Understanding Cyber Insurance
As cybercrime becomes more sophisticated and widespread, especially with distributed teams and the growth of remote and hybrid work, cyber security is an even more pressing concern. Cyber Insurance offers companies the safety net necessary to protect themselves in the event of a data breach or cyberattack.
And it’s not just financial institutions and other highly regulated industries who need to invest in cyber insurance. In reality, many startups — from Software as a Service (SaaS) to life science companies — handle sensitive client data that requires protection.
What does cyber insurance cover?
The most common coverages a comprehensive cyber insurance policy offers are:
- Data and privacy breach coverage: To assist in managing the aftermath of data or privacy breaches, including costs for breach response, legal fees, and third-party expenses.
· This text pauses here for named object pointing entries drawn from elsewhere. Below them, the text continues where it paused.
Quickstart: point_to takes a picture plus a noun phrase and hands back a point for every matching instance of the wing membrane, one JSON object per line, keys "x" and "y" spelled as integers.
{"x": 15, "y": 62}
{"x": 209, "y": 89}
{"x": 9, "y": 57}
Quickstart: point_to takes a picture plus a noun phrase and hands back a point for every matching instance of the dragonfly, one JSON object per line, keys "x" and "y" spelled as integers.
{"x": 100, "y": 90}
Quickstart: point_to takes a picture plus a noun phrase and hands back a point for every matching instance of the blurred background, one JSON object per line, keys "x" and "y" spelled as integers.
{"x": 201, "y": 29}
- System restoration costs after an incident: To cover expenses related to identifying the breach source and restoring affected systems to normal operation.
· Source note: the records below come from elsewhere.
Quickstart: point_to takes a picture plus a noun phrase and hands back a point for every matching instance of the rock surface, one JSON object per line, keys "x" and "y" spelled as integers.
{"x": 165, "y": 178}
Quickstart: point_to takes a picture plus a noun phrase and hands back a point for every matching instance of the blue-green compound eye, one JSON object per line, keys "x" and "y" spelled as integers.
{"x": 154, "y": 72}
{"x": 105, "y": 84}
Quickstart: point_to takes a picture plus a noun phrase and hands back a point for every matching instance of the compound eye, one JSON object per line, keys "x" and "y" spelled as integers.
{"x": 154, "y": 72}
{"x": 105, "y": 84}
- Protection against cybercrime: To provide financial safeguards against cybercrimes such as hacking and data breaches, ransomware attacks, and social engineering. These can be extremely helpful to include in a policy in the case of a breach that leaves your company open to financial liabilities.
- Business interruption coverage: To compensate for income loss resulting from cyberattacks that disrupt or halt business operations.
- Cloud service provider disruption coverage: To offer protection against income loss due to outages or disruptions from third-party cloud service providers critical to business operations.
What isn’t covered by my cyber insurance policy?
Cyber insurance doesn’t cover every digital incident. Cyberattacks that are considered “cyber terrorism” may likely be excluded. The NotPetya ransomware attack that caused $10 billion in loss damages was considered to be state sponsored terrorism and was not covered by many insurance policies, so companies were forced to pay out-of-pocket for lost income and damages.
And while cyber insurance might cover data breaches and system recovery, it won't help if an attack causes physical damage. For instance, if servers overheat and start a fire during a cyber incident, that's likely covered by your Business Property Insurance policy, not Cyber Insurance.
How much cyber insurance coverage do I need?
There’s no universal coverage that works for everyone. Every company is going to have varying coverage needs. However, there are some specific areas you can evaluate to find out how much coverage is right for your organization.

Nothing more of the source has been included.